[RFC 2/2] ACPI: APEI: fix reboot caused by synchronous error loop because of memory_failure() failed

Lv Ying <lvying6@xxxxxxxxxx> · Mon, 5 Dec 2022 19:51:11 +0800

Synchronous error was detected as a result of user-space accessing a
corrupt memory location the CPU may take an abort instead. On arm64 this
is a 'synchronous external abort' which can be notified by SEA.

If memory_failure() failed, we return to user-space will trigger SEA again,
such loop may cause platform firmware to exceed some threshold and reboot
when Linux could have recovered from this error. Not all memory_failure()
processing failures will cause the reboot, VM_FAULT_HWPOISON[_LARGE]
handling in arm64 page fault will send SIGBUS signal to the user-space
accessing process to terminate this loop.

If process mapping fault page, but memory_failure() abnormal return before
try_to_unmap(), for example, the fault page process mapping is KSM page.
In this case, arm64 cannot use the page fault process to terminate the
loop.

Add judgement of memory_failure() result in task_work before returning to
user-space. If memory_failure() failed, send SIGBUS signal to the current
process to avoid SEA loop.

Signed-off-by: Lv Ying <lvying6@xxxxxxxxxx>
---
 mm/memory-failure.c | 6 +++++-
 1 file changed, 5 insertions(+), 1 deletion(-)
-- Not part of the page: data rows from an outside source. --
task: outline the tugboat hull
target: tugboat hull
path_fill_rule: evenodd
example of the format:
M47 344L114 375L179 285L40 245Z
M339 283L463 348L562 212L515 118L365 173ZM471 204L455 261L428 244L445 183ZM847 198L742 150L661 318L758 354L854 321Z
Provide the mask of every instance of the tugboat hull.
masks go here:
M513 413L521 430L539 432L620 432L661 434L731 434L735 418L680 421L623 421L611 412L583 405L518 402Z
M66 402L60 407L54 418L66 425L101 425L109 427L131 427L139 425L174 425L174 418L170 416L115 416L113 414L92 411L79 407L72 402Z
diff --git a/mm/memory-failure.c b/mm/memory-failure.c
index 3b6ac3694b8d..4c1c558f7161 100644
--- a/mm/memory-failure.c
+++ b/mm/memory-failure.c
@@ -2266,7 +2266,11 @@ static void __memory_failure_work_func(struct work_struct *work, bool sync)
 			break;
 		if (entry.flags & MF_SOFT_OFFLINE)
 			soft_offline_page(entry.pfn, entry.flags);
-		else if (!sync || (entry.flags & MF_ACTION_REQUIRED))
+		else if (sync) {
+			if ((entry.flags & MF_ACTION_REQUIRED) &&
+					memory_failure(entry.pfn, entry.flags))
+				force_sig_mceerr(BUS_MCEERR_AR, 0, 0);
+		} else
 			memory_failure(entry.pfn, entry.flags);
 	}
 }
-- 
2.33.0